Wealth of bean varieties helps keep this nutritional wonder on everyone's table.

| September/October 2009

  • Green bean
    Beans are a very important source of nutrition for families on American farms.
  • Wealth of varieties
    In the world of beans, diversity fascinates. Manieri

  • Green bean
  • Wealth of varieties

I’ve never added up the total poundage of beans we eat at our house, but I’m pretty sure we’re way over the national average of 6.4 pounds per person.

My wife subscribes to the theory that the start of ham-and-bean season coincides with the first game of preseason football. Never mind that it’s August, and temperatures are still in the 90s. Cooler weather is just around the corner.

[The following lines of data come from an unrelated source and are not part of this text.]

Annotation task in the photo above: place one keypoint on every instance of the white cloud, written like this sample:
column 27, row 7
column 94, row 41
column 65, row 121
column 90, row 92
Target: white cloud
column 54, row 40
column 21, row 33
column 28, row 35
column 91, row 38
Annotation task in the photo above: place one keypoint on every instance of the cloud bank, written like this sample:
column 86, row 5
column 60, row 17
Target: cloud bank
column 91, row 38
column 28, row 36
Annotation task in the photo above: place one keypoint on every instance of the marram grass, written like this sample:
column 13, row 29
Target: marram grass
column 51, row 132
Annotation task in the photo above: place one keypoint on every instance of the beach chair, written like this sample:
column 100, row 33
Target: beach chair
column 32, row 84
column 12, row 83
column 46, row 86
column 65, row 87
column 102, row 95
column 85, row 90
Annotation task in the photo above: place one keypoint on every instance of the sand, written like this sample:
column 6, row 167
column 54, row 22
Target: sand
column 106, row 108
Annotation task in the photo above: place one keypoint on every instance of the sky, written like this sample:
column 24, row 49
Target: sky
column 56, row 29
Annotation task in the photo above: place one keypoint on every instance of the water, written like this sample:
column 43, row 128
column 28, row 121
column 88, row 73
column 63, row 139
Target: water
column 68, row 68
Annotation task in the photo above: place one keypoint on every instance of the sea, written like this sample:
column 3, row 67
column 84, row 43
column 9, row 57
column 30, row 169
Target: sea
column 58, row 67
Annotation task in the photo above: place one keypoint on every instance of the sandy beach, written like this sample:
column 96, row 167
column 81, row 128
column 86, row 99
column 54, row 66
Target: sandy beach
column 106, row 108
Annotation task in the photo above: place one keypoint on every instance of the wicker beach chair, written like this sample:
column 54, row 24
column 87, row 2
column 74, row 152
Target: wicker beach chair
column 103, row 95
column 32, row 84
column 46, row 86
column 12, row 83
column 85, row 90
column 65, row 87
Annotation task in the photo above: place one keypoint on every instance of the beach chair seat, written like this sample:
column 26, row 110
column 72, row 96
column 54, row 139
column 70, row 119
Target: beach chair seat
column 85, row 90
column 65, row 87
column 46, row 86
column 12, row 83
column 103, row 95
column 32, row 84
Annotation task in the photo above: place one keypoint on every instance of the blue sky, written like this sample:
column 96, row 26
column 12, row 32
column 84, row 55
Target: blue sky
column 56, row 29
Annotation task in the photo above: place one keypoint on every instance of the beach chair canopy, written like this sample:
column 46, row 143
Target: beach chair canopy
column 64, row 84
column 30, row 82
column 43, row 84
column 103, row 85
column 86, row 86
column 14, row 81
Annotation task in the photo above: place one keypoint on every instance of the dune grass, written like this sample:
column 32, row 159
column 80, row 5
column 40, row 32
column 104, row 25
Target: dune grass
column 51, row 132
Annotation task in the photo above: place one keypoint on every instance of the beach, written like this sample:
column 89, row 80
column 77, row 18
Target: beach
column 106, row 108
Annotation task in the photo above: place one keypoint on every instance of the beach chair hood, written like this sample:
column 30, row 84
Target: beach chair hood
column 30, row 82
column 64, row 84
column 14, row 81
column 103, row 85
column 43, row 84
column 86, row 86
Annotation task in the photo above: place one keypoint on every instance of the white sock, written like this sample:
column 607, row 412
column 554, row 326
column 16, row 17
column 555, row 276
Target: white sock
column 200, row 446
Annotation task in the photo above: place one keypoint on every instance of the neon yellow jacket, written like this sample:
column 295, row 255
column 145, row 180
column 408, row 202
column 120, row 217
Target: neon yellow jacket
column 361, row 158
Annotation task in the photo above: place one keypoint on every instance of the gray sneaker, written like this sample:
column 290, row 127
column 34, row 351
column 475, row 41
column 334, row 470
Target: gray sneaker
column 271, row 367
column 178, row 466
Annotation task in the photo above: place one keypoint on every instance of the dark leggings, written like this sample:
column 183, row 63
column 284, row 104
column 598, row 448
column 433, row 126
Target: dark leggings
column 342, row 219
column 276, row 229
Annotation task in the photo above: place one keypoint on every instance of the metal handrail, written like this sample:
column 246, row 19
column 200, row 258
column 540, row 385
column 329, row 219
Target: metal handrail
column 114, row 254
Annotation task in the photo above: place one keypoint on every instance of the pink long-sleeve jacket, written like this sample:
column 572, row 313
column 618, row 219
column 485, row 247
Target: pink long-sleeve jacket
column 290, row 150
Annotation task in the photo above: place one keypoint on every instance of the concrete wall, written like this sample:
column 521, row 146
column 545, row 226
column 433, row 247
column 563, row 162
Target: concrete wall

Truth be told, you’ll find beans in our kitchen nearly year-round. In the summer, we feast on baked beans with barbecued ribs, three-bean salad with fried chicken, and green beans cooked with bacon to accompany a pot roast. I’m perfectly content with a hot dog and cold pork and beans served straight from the can. When my wife sends me out to a Mexican restaurant for enchiladas, I don’t dare come home without a side of refried beans. And when the weather turns cold, it’s not uncommon to find a pot of chili simmering on our stove.

I suppose our taste for beans might have come from being raised on Nebraska farms where Great Northern and pinto beans were grown as cash crops. In the winter, my mother would often have a pot of ham and beans ready when my dad and I came in from feeding cattle. When you’ve spent the morning shoveling snow out of feed bunks or breaking ice on livestock water tanks, nothing warms you up quite like a steaming plate of ham and beans and a big slab of warm corn bread.

All jokes from the Mel Brooks movie, Blazing Saddles, aside, beans are one of the healthiest, most nutritionally complete foods available. Nutritionists call them an inexpensive source of complex carbohydrates and protein, providing high levels of iron, magnesium, zinc and potassium. And just one cup supplies up to 16 grams of protein, 40 to 48 grams of carbohydrates, and as much dietary fiber as eight slices of whole grain bread.

Like the proverbial apple a day, beans may even help keep the doctor away. According to the American Dry Bean Board, medical studies have shown that eating beans may reduce the risk of heart disease and certain cancers. Other studies suggest that beans are useful in managing diabetes, may cut risks for high blood pressure and may help in losing weight.